Собрание сочинений в 5-ти томах. Том 4. Жена господина Мильтона, Стихотворения
Шрифт:
Я пошла к нему навстречу. Мун снял шляпу и сказал:
– Госпожа Мильтон, ваш покорный слуга.
– Наденьте шляпу, слуга. Вы не очень хорошо выглядите. Гораздо хуже, чем когда я видела вас в последний раз.
На нем была потрепанная, в заплатках и в грязи одежда.
Мун помолчал, а потом сказал:
– Клянусь Богом, мне хотелось бы, чтобы нам двоим повезло немного побольше.
Я прослезилась, глядя на свое жалкое домашнее платье и на маленькую грязную девчонку на руках.
Мун страстно заговорил:
– Мари, Мари, почему мы оба до сих пор живы? Зачем нам жить? Ты не любишь своего мужа и ребенка. Это абсолютно ясно. Но я не сомневаюсь, что ты - хорошая жена и не нарушишь святость брака и могла бы стать хорошей
– Друг мой, не так просто умереть без всяких причин. Мое время еще не настало и твое тоже. Кто может сказать с уверенностью, что Metempsychosis, который вы мне когда-то объясняли, является фантазией или правдой?

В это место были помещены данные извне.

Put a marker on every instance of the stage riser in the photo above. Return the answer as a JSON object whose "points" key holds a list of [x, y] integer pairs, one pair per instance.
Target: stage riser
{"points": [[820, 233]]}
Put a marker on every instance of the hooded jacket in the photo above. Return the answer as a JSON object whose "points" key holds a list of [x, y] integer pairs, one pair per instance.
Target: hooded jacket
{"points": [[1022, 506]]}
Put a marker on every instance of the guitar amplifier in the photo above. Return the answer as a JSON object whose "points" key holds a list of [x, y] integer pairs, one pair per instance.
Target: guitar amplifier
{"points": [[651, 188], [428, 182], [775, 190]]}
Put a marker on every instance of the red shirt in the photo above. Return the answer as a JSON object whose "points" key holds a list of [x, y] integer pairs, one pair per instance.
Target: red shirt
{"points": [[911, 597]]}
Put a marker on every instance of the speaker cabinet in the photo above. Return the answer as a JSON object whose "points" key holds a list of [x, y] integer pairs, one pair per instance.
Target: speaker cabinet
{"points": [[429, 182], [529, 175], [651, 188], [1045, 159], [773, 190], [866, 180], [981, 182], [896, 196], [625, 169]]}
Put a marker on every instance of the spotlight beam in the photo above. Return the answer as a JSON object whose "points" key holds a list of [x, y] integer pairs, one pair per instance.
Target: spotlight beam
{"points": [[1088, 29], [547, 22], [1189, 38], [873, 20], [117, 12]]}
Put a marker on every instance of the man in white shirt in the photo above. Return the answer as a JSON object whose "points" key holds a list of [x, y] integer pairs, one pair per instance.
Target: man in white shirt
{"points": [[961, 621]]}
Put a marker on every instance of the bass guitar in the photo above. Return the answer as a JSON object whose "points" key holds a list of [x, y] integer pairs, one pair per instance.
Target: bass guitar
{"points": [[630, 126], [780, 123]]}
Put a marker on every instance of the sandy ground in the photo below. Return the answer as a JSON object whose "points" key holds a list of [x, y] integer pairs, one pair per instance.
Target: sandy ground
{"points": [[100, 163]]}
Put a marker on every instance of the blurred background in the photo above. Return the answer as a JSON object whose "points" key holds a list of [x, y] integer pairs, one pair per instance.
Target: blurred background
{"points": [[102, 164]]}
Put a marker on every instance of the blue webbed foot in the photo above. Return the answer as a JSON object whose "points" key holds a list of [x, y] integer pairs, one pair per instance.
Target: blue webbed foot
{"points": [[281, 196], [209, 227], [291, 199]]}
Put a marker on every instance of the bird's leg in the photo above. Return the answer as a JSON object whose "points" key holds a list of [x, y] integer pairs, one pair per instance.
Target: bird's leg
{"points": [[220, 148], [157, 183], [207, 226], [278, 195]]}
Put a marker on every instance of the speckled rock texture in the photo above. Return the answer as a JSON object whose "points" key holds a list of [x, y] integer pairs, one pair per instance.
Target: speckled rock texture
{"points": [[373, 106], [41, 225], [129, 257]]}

Пока мы оба живы, нас что-то удерживает на земле, хотя мы живем далеко друг от друга. Но если эта связь разорвется, мы потеряем друг друга навсегда.
– Такого не может быть, - быстро перебил Мун.
– Мун никогда не потеряет свою Мари, а Мари - своего Муна. Но темная тень твоего мужа стоит между нами. Он, конечно, дьявол, потому что иначе он не посмел бы нас разлучить. Он настолько жаден и амбициозен, что протянул руки к тому, что ему принадлежит только по закону.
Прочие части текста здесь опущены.